Fight Racism! Fight Imperialism! 264 June/July 2018


[1] Many migrants arrived without their children or dependants. The reduction of workers to individual units of labour, without the additional costs to capital involved in reproducing the working class as a whole, was an attractive feature of migrant labour – an advantage already at that time recognised and institutionalised in apartheid South Africa where the pass laws and Group Areas Act ensured that the reserve army of labour, the children, the old and the sick were banished to distant ‘bantustans’.

[2] The chorus runs:

            ‘Land of Hope and Glory, Mother of the Free,

            How shall we extol thee, who are born of thee?

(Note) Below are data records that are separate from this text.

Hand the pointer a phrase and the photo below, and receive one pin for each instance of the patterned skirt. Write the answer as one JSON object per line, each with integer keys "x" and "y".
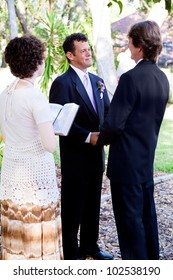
{"x": 31, "y": 232}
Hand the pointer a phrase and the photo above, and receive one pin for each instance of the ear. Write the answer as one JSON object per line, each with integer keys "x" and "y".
{"x": 69, "y": 55}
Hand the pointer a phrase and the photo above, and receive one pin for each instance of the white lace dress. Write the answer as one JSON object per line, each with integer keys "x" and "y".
{"x": 30, "y": 210}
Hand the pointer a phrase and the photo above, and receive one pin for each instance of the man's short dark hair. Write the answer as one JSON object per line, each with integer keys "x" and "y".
{"x": 68, "y": 45}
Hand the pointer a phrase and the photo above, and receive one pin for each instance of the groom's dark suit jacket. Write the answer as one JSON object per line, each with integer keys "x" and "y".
{"x": 76, "y": 155}
{"x": 133, "y": 123}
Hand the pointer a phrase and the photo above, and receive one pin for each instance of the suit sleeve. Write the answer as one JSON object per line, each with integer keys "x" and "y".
{"x": 121, "y": 106}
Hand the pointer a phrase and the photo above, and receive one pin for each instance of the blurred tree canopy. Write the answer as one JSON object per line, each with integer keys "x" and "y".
{"x": 53, "y": 20}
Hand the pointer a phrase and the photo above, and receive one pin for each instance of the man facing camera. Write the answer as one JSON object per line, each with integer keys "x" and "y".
{"x": 82, "y": 164}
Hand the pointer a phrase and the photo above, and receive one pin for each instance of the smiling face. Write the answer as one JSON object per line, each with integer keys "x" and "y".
{"x": 81, "y": 57}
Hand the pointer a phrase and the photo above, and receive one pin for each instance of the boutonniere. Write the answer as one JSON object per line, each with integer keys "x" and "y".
{"x": 101, "y": 87}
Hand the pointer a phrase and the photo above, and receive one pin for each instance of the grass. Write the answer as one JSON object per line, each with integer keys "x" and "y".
{"x": 164, "y": 151}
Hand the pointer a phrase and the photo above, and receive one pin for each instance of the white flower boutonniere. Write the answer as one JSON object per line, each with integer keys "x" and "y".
{"x": 101, "y": 88}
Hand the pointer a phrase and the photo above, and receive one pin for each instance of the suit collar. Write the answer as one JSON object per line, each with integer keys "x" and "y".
{"x": 145, "y": 62}
{"x": 81, "y": 90}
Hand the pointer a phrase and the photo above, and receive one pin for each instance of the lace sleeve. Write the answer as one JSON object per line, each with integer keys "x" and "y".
{"x": 48, "y": 138}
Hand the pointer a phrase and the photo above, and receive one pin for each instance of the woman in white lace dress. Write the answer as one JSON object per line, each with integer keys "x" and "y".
{"x": 30, "y": 213}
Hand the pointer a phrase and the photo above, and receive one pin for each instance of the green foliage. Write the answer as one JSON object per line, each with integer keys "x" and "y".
{"x": 164, "y": 155}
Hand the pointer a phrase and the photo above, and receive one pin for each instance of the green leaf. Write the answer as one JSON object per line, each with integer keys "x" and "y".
{"x": 119, "y": 3}
{"x": 109, "y": 4}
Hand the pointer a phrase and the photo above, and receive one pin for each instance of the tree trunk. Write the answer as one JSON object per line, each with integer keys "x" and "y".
{"x": 12, "y": 19}
{"x": 102, "y": 43}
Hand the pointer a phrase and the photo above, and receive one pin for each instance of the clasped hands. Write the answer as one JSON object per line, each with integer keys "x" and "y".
{"x": 94, "y": 138}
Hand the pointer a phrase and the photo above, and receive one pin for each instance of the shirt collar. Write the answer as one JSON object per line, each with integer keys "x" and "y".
{"x": 139, "y": 60}
{"x": 79, "y": 72}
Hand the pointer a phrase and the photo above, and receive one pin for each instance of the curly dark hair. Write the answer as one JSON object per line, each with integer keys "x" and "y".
{"x": 69, "y": 46}
{"x": 146, "y": 34}
{"x": 23, "y": 55}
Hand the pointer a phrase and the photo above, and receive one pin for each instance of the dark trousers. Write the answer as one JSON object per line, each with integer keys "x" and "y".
{"x": 80, "y": 210}
{"x": 136, "y": 220}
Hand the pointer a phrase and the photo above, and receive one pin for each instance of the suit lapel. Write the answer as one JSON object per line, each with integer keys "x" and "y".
{"x": 81, "y": 90}
{"x": 97, "y": 97}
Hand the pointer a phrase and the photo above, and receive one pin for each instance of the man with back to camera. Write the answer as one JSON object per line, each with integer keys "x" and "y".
{"x": 132, "y": 127}
{"x": 82, "y": 164}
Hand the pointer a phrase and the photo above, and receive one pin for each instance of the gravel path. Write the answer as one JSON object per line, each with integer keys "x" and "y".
{"x": 164, "y": 205}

            Wider still and wider shall thy bounds be set;

            God, who made thee mighty, make thee mightier yet…’

[3] Enoch Powell was a maverick big mouth. He served the Loyalist cause in the north of Ireland as MP for South Down from 1974 to 1987. His last political act was to endorse three UKIP candidates in the 1990s. The BBC has recently revived interest in his racist claptrap by broadcasting the ‘rivers of blood’ speech on radio. There is pressure to erect a ‘blue plaque’ for Powell in his old Midlands constituency.